8. Runtime & Continuous Monitoring
- Monitor containers, host OS, network flows, registries
- Conduct monthly vulnerability reporting
9. Optional: Security Sensors
- Place sensors on hosts, clusters, registries, CI/CD
- Inspect CVEs, anomalies, exploits and cryptographic compliance
10. Transmission Confidentiality
- Ensure encrypted communication between containers, services and nodes.
11. Inventory & Asset Management
- Use unique asset IDs for every class of image
- Document in the FedRAMP Integrated Inventory Workbook.
12. Inventory Reporting
- Create monthly reports for SBOMs, vulnerabilities, changelogs, and baseline drift
13. Vulnerability Management
- Remediate high/critical CVEs within FDA-aligned SLAs.

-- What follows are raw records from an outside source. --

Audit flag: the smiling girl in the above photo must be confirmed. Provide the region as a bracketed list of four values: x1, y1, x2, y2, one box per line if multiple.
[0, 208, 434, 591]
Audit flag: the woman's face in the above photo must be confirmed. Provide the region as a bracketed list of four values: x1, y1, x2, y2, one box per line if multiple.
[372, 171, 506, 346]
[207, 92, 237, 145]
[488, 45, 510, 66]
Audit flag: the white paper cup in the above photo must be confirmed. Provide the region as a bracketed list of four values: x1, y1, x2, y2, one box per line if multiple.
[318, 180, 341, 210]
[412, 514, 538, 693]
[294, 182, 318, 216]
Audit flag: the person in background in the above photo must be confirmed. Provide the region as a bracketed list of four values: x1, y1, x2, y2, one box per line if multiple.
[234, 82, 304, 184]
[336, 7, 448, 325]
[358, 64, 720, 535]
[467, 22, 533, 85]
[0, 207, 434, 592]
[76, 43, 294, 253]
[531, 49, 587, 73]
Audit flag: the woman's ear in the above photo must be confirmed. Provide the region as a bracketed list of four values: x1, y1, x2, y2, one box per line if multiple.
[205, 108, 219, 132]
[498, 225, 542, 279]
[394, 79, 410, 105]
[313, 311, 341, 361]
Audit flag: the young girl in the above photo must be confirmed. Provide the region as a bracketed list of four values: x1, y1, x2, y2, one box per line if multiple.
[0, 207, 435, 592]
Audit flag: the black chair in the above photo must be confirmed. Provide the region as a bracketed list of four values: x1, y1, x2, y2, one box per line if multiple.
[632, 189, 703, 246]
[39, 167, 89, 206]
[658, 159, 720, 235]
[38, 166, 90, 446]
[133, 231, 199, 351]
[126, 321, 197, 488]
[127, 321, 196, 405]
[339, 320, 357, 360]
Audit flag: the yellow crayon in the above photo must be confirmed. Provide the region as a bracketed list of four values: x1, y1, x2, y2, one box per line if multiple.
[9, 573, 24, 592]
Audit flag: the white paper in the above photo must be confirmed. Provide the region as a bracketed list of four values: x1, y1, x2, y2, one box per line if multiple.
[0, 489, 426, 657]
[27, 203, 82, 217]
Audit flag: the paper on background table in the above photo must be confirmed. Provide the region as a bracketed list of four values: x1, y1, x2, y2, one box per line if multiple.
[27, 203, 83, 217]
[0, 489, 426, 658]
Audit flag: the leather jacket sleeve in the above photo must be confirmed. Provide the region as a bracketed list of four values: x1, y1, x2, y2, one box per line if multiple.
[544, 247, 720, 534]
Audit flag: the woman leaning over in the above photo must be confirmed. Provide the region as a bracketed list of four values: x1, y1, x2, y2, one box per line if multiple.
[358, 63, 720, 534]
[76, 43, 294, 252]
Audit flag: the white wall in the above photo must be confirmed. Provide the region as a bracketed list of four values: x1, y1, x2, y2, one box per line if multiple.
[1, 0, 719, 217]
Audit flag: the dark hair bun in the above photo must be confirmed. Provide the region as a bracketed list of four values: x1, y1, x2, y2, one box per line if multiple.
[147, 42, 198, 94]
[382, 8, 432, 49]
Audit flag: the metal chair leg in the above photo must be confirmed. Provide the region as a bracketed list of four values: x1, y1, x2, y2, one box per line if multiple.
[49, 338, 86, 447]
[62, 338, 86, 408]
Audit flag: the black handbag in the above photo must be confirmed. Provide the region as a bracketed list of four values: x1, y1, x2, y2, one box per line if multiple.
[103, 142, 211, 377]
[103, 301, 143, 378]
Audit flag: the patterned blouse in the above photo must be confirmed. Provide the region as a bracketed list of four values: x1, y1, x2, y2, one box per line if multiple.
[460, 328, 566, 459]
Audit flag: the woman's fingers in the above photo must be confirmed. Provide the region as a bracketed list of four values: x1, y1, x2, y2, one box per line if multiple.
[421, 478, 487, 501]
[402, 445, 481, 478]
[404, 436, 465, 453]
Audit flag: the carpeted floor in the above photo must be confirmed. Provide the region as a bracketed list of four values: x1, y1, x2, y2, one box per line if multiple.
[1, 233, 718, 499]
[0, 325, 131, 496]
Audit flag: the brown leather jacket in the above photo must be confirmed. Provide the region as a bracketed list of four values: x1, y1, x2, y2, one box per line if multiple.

- Use hardened images that remediate vulnerabilities pre-pulling.
14. Automated Remediation
- Integrate tools for auto-patching, automated rebuilds, and SBOM updates
15. Compliance Evidence & Documentation
Maintain:
- Hardening documentation
- FIPS module validation
- Supply-chain logs
- Image lineage records
- Monthly vulnerability scan reports
- CI/CD policy-as-code configurations
- Incident response reports
FAQs
Which container security tools are best suited for FedRAMP compliance?
Tools that scan container images or provide hardened images, generate SBOMs, integrate with CI/CD pipelines, enforce deployment policies, and support registry monitoring. Tools like echo offer FIPS encryption, tools for signed provenance, CVE‐reporting dashboards, asset inventory, and audit-report exports.
How does automated remediation support FedRAMP goals?
Automated remediation accelerates the patching of vulnerabilities. This reduces exposure and ensures that only compliant images are deployed. Images like echo, which are automatically patched and hardened for you, are a great way to enable developers to start with a clean foundation.
Can open source tools meet FedRAMP requirements?
It’s possible, if they are properly configured, integrated into automated pipelines, produce requisite outputs (e.g., SBOMs, signed images, monthly reports), and enable retaining audit evidence. However, the burden of proof and documentation is higher, and providers must work harder to validate baselines (hardening), ensure provenance, and scan SLAs, etc. This is an ongoing maintenance process, since OSS images are inherently vulnerable, which can put compliance at risk.